I think it has potential if they come up with a good, new comedy-with-heart-fish-out-of-water story, then use the TV characters to tell that story.
Gilligan's Island: The Musical.
You know there was a national tour of Gilligan's Island: The Musical? I saw it. Not very good songs, for the most part.
SFFrontRow- I like your ideas, but so much of what you describe already reminds me of Plain and Fancy, minus the community putting on a show for the couple. The show itself is charming, if slight, and definitely seems to come from a different time.
Properties like Green Acres, Golden Girls, Bewitched, I Dream of Jeanie, etc are better suited for parody, IMO, than musicalization or translation to another medium. The shows were very episodic with huge gaps in continuity. They played on repeating similar jokes based on character traits, rather than stringing along storylines. Charles Busch could do well with Green Acres (perhaps he already has), or someone of that ilk.

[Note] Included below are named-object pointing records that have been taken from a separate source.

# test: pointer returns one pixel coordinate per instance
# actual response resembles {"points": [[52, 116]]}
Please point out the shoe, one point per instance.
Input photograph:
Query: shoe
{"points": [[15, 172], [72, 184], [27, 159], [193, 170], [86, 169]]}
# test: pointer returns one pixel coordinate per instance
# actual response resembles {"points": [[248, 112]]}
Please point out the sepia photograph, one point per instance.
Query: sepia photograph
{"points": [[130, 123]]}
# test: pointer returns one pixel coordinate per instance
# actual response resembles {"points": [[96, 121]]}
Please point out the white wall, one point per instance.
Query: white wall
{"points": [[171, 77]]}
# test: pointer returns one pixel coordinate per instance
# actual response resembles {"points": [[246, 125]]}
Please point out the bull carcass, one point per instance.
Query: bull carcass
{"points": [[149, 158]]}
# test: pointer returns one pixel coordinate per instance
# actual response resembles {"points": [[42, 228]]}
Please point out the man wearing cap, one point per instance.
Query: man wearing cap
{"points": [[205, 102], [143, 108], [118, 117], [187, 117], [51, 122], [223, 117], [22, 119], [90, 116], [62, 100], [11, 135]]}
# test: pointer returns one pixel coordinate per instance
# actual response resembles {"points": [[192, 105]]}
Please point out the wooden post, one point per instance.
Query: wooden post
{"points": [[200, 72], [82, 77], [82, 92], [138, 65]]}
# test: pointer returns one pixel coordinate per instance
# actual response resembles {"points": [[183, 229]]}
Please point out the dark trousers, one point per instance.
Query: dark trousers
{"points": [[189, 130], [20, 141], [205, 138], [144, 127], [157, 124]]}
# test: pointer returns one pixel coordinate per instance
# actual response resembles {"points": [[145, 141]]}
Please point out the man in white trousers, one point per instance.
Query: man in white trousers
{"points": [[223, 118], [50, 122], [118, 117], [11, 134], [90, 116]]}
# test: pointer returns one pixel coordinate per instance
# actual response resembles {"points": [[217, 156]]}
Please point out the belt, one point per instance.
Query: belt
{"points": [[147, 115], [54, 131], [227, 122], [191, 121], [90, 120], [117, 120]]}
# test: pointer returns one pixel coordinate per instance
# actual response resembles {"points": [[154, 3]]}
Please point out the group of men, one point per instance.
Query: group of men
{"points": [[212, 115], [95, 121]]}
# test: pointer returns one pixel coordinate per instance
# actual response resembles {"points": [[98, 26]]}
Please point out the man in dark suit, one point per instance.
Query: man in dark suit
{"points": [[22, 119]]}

The best feeling they could create with a full-fledged musical would be to capture a Lil Abner vibe. That of course might prove too old-fashioned for a lot of people.
In one of my fav episodes, Gabor's character gets amnesia and spends the whole show saying "Who's Lisa?" in that kooky Hungarian accent.
I hope they use that.
Does Bill Berloni train pigs?
"For the love of--"
Broadway Legend Joined: 2/20/04
The girl in ther overalls was "Ralph". She and her brother were fix-it men.
And in the tradition of Miss Jane Hathaway, the very dyke-sh Ralph was supposedly heterosexual.
We hear that "My Mother the Car" is in pre-production. Who will do the voice and will they include the distasteful backfire analogy?